Arnt J, Scheel-Krüger J
Eur J Pharmacol. 1980 Mar 7;62(1):51-61. doi: 10.1016/0014-2999(80)90480-x.
Behavioural effects following bilateral intranigral administration of GABA antagonists have been investigated. Bicuculline methiodide (BMI), picrotoxin and isopropylbicyclophosphate all induced biting behaviour, teeth-chattering and chewing. Sub-threshold doses for biting induced locomotor activity and sniffing. The strongest response was observed after injection into the caudal pars reticulata, whereas weaker effects were seen after injection into the rostral pars reticulata or the pars compacta. The biting induced by intranigral BMI was not antagonized by prior catecholamine depletion with reserpine plus alpha-methyl-p-tyrosine or by dopamine receptor blockade with haloperido. Concomitant intranigral injection of the GABA agonists muscimol and THIP, however, completely antagonized biting. Systemic GABAergic drugs also antagonized the BMI-induced biting: the benzodiazepine, diazepam and the GABA transaminase inhibitor, gamma-acetylenic GABE, were most effective, whereas muscimol was only partially effective and THIP was without effect. It is suggested that this animal model may be used for the evaluation of antidyskinetic drugs.

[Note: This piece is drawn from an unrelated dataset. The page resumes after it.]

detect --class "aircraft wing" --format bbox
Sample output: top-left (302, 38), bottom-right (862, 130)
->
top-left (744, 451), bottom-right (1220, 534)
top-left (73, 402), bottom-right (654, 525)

已经对双侧黑质内注射GABA拮抗剂后的行为效应进行了研究。荷包牡丹碱甲碘化物(BMI)、印防己毒素和异丙基双环磷酸酯均诱发了咬的行为、牙齿打颤和咀嚼。诱发咬的阈下剂量引发了运动活动和嗅探。向尾侧网状部注射后观察到最强反应,而向嘴侧网状部或致密部注射后效应较弱。黑质内注射BMI诱发的咬行为,不会因事先用利血平加α-甲基对酪氨酸使儿茶酚胺耗竭,或用氟哌啶阻断多巴胺受体而受到拮抗。然而,黑质内同时注射GABA激动剂蝇蕈醇和THIP可完全拮抗咬行为。全身性GABA能药物也可拮抗BMI诱发的咬行为:苯二氮䓬类药物地西泮和GABA转氨酶抑制剂γ-乙炔基GABE最有效,而蝇蕈醇仅部分有效,THIP则无效。有人提出,这种动物模型可用于评估抗运动障碍药物。